Disabling File Indexing on Default Media Folders

If you have thousands of photos and movie files that are added into the /photo share, then this will trigger the indexer to create thumbnails and re-encode videos.  This process is very CPU intensive and can take hours (sometimes days).

Synology-DSM-6.1-SS-00-convertion-800x538

This will happen, regardless of whether or not you choose to not enable indexing on that folder.

Credit to:  http://www.mcleanit.ca/blog/synology-fix-frozen-index/

which describes how you can stop the process and clear the conversion queue.

cd /var/spool
synoservicectl --stop synoindexd

When you edit/add/delete files, they are automatically logged in the syno_indexing_queue file. When the indexing service is triggered, it renames it syno_indexing_queue.tmp while it processes it (which can take a while if it hasn’t been triggered in a long time). In the meantime while it’s processing the .tmp file, any subsequent changes will go to a new syno_indexing_queue file.

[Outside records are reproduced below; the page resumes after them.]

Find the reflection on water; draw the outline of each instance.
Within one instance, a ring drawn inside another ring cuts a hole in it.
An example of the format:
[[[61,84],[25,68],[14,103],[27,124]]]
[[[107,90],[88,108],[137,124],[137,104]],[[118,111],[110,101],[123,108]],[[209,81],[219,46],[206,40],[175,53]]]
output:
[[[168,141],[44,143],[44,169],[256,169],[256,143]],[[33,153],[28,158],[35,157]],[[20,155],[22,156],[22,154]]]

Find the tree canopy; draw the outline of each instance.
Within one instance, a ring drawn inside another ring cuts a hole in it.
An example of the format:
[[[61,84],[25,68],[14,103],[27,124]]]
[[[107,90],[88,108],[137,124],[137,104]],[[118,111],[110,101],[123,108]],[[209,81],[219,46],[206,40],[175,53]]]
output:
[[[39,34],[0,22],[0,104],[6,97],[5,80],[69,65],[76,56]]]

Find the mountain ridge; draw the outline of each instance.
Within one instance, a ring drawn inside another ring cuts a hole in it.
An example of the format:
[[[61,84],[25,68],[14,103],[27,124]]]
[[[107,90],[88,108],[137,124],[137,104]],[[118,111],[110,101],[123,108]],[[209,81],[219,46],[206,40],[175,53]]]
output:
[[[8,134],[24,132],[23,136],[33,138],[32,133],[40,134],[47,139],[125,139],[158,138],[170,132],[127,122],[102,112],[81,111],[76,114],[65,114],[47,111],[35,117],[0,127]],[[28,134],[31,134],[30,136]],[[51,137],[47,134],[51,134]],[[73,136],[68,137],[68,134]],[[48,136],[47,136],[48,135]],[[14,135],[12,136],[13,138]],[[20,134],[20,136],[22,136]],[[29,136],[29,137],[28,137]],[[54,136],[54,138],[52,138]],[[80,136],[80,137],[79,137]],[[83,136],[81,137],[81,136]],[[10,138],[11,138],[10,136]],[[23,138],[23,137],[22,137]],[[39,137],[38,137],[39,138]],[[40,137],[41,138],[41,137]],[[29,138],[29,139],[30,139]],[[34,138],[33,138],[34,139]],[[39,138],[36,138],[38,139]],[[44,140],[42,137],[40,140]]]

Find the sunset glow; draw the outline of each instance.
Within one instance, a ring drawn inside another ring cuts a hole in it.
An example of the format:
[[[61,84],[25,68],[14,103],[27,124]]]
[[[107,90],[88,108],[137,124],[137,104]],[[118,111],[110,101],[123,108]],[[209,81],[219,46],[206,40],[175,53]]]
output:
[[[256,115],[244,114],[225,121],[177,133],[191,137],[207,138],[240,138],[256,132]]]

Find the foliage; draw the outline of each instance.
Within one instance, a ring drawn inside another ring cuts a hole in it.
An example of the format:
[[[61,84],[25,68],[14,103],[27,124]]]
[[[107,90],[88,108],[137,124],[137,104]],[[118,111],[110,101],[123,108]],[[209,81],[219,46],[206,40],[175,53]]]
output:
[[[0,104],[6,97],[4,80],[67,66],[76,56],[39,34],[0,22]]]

The bottom line is if you see this .tmp file, theoretically the indexer is already processing it. If you see a syno_indexing_queue file but no syno_indexing_queue.tmp, then the indexer hasn’t been triggered and can be triggered manually with the command above.

You can safely delete all the files in the /var/spool directory, or if you don’t feel comfortable with that, then move the files into another location.

3 thoughts on “Disabling File Indexing on Default Media Folders

  1. Mmmh okay, this article needs an update as of 2021 🙂

    These days, with DSM 7.0 Beta on the forge and probably coming out soon, Synology has moved everything to use systemd for overall system management. This means that there is just one command for everything — systemctl. In many cases, the configuration files will point to the ‘old’ commands, thus allowing a somewhat easy transition… but many of the ‘old’ commands are either missing or don’t work any longer.

    One disadvantage that I’ve found is that it’s much harder to turn off all the indexing. You have to disable a lot of indexing dæmons (and there are a ton of those!).

    Also, beware of deleting everything inside /var/spool. I found quite a lot of non-indexing stuff in there. I have no idea if they’re useful/needed but… caveat utilitor. It’s better to be conservative and either move them out and see if nothing has broken, or, well, just delete the *.tmp files and keep the rest…

    In any case, thanks for the many suggestions!